Today, the most innovative research into space travel has shifted to the private sector, especially in the U.S. SpaceX's commercial rockets have not only cut the cost of launching into Earth orbit. They're precursors to bigger rockets the company hopes will send humans to Mars before the end of the 2020s, long before China's state-funded program achieves the same.
Likewise, just last month, Jeff Bezos' Blue Origin successfully tested a new rocket engine that could help establish a permanent presence on the lunar surface starting in 2020 -- the year that China targets "parity" with U.S. rocket technology. And privately held Bigelow Aerospace LLC is planning to put an inflatable space habitat into orbit around the moon within five years.
Notably, these private-sector accomplishments are being made well ahead of NASA's long-term planning (insofar as the planning exists) and below NASA's budgets. According to one notorious NASA study, it would've cost the agency between $1.7 billion and $4 billion to develop SpaceX's Falcon 9 rocket. SpaceX did it for $390 million.
Is there any reason to believe that the China National Space Administration is any more efficient than NASA, the European Space Agency or other national space programs? A lack of transparency makes it difficult to judge its effectiveness, especially with budgets. But its development path hints at a conservative mindset, while its recent focus on unattainable benchmarks like matching U.S. rocket technology by 2020 seems to be a sign of the kinds of political pressures that divert resources from their best possible use.

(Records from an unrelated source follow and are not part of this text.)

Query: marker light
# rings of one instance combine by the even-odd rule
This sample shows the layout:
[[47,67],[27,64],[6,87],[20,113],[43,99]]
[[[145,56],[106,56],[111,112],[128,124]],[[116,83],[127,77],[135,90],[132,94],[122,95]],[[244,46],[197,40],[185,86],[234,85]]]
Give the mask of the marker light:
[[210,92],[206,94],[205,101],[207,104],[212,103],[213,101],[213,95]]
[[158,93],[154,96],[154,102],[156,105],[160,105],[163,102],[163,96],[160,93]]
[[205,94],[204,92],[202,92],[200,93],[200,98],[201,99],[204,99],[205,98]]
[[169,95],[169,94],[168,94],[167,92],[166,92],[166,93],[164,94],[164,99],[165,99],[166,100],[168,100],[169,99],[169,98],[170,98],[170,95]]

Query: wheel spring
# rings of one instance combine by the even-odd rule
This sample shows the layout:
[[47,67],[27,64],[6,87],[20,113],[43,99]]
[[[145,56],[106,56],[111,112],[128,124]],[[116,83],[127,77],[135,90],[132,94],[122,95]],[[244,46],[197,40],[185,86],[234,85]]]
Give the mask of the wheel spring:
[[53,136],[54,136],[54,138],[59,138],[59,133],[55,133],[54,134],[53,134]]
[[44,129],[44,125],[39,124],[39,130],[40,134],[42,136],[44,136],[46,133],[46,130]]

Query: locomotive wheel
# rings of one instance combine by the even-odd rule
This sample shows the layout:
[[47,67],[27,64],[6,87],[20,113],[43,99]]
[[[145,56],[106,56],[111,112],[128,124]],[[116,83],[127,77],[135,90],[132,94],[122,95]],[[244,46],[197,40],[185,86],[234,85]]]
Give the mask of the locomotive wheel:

The Chinese government isn't unaware that the private space sector has advantages over state-run space agencies. In recent years several companies, all with deep ties to China's space and military authorities, have been allowed to set up operations. But China's space agency is unlikely to tolerate much competition from these upstarts. And already established private space companies like SpaceX will be well past Earth orbit before either China's government or its private companies make their first forays that far. In the race for space, the U.S. may yet prevail.